In 1976, Diffie and Hellman also introduced the “public-key setting”, in contrast to the private-key setting, one party generates a pair of keys: a public key `pk` and a private key `sk`.

In contrast to the private key setting, here we have an asymmetry, which is in the keys used by various entities. There are usually two ways that the owner of a public key can distribute the public key:

1. Store the public key in a public repository, from where others can download later.
2. Send the public key directly over an open channel to the others.

Then others can use that public key for any subsequent communication. Notice in both ways, the public keys are potentially available to anyone. In particular we here have an assumption that attackers are passive during key distribution phase, we don’t assume that the attacker will actively interfere.

In the public-key setting, we have two primitives, that are corresponding to the counterparts in the private-key setting, achieving the same goals:

## Public Key Cryptography Addresses Drawbacks

How does the Public Key Cryptography address the drawbacks of Private Key Cryptography?
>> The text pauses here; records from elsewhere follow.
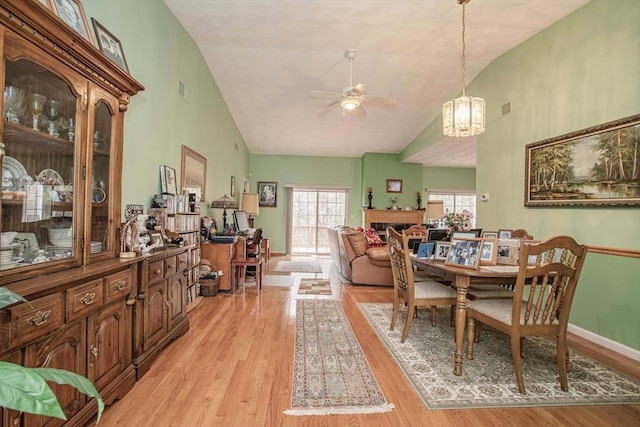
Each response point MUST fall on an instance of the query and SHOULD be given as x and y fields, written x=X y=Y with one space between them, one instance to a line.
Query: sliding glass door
x=312 y=212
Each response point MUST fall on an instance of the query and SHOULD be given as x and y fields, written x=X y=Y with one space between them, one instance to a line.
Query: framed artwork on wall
x=194 y=172
x=267 y=194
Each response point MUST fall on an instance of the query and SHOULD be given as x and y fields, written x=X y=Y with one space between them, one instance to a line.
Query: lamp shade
x=250 y=203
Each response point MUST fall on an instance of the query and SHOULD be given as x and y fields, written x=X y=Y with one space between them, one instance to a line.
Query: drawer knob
x=88 y=298
x=40 y=318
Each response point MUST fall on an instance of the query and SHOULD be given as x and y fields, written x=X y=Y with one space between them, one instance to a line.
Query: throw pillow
x=358 y=243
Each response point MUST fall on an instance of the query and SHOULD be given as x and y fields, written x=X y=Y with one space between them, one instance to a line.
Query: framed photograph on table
x=194 y=172
x=441 y=251
x=464 y=252
x=110 y=45
x=267 y=194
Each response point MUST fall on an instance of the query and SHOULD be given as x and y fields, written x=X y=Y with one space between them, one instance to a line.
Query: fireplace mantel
x=390 y=216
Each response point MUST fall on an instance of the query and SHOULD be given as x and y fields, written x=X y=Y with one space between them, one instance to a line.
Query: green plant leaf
x=24 y=390
x=7 y=297
x=60 y=376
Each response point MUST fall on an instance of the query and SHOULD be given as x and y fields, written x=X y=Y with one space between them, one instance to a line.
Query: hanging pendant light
x=463 y=116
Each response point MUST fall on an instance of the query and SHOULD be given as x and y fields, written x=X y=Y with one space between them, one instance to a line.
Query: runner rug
x=330 y=372
x=488 y=381
x=299 y=266
x=314 y=287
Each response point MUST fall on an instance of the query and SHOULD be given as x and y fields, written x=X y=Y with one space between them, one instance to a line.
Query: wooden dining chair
x=547 y=278
x=424 y=293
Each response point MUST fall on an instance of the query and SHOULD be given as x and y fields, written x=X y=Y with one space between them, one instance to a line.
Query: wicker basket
x=208 y=287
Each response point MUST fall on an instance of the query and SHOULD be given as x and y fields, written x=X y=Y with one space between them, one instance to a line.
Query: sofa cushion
x=379 y=256
x=358 y=243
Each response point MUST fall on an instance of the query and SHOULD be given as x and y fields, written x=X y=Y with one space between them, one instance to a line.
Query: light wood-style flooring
x=233 y=368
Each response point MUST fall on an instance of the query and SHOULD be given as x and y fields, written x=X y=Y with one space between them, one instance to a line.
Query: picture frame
x=109 y=45
x=489 y=252
x=490 y=234
x=441 y=251
x=504 y=233
x=72 y=14
x=155 y=237
x=168 y=180
x=464 y=252
x=394 y=186
x=267 y=194
x=194 y=172
x=508 y=250
x=585 y=154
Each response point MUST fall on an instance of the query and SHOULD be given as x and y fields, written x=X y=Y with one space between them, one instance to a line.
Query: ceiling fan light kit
x=463 y=116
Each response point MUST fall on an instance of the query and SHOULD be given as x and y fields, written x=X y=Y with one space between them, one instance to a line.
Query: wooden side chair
x=427 y=293
x=546 y=283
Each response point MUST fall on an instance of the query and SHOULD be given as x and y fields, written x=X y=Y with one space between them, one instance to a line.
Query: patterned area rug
x=314 y=287
x=488 y=381
x=301 y=266
x=330 y=372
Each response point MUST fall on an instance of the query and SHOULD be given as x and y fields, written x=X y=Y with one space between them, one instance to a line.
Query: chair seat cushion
x=431 y=289
x=489 y=291
x=500 y=309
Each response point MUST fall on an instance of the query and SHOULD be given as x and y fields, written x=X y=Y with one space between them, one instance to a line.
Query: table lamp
x=250 y=205
x=224 y=203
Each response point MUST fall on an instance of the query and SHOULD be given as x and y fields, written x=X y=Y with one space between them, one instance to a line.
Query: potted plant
x=26 y=389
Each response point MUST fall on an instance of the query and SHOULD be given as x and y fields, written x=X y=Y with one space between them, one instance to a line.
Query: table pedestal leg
x=462 y=284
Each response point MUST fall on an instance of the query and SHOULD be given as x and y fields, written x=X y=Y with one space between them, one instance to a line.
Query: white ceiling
x=266 y=57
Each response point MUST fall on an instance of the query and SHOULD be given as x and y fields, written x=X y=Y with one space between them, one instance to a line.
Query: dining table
x=461 y=278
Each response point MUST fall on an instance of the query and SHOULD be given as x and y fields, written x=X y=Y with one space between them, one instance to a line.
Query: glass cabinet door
x=39 y=169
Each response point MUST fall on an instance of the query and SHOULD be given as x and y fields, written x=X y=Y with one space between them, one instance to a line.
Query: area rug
x=488 y=381
x=301 y=266
x=330 y=372
x=314 y=287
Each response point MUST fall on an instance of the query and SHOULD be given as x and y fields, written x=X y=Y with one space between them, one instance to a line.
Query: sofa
x=358 y=260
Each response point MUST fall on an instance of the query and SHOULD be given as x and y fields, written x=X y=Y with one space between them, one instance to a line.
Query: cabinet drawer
x=84 y=299
x=156 y=271
x=24 y=322
x=171 y=266
x=117 y=286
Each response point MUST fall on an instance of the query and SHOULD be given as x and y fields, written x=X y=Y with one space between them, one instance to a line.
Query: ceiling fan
x=352 y=98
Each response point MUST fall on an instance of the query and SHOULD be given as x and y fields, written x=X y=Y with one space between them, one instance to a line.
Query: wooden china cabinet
x=61 y=149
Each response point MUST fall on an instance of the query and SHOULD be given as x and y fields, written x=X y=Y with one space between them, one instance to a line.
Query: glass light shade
x=250 y=203
x=463 y=116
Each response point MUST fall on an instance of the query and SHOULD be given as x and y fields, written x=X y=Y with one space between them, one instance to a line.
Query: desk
x=462 y=278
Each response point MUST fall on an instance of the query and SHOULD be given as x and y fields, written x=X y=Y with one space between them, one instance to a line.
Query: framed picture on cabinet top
x=71 y=12
x=110 y=45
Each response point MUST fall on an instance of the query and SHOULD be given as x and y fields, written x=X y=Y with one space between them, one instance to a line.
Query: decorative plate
x=11 y=166
x=49 y=177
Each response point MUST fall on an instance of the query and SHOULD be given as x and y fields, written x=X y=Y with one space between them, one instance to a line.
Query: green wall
x=301 y=170
x=160 y=54
x=580 y=72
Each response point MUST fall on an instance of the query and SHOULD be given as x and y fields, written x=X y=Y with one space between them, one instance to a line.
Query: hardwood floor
x=233 y=368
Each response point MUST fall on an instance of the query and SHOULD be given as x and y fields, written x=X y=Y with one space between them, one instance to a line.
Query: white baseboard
x=605 y=342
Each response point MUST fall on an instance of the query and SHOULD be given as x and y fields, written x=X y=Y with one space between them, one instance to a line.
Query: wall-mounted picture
x=194 y=172
x=168 y=182
x=441 y=251
x=394 y=186
x=597 y=166
x=110 y=45
x=489 y=253
x=267 y=194
x=464 y=252
x=71 y=12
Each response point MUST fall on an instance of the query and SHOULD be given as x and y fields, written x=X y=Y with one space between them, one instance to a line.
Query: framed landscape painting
x=597 y=166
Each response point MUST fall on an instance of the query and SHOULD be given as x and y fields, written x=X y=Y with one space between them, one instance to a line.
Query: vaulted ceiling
x=267 y=56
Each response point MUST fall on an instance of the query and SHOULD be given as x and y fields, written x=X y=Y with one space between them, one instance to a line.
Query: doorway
x=313 y=211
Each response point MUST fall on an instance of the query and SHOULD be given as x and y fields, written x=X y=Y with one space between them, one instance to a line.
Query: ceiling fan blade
x=378 y=101
x=326 y=108
x=325 y=94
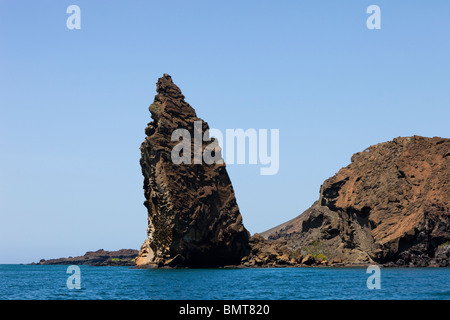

1. Key distribution problem
• Public keys can be distributed over public (but authenticated) channels.
2. Key management problem
• Every party generates their own pair of public and private keys.
• In a system with N users, there are only N private keys and N public keys.
• Each user stores 1 private key (of its own) and N-1 public keys (of others).
• Public keys could be stored in a central directory.
3. Open systems problem
• Parties with no prior relationship are able to find each other’s public keys and use them to communicate.

But Private Key Cryptography is still valuable. It is more suitable for certain applications, for example: disk encryption. Moreover Public Key Cryptography is roughly 2-3 orders of magnitude slower than Private Key Cryptography. If private key cryptography is an option, use it. Private key cryptography is used in the public key setting for efficiency considerations.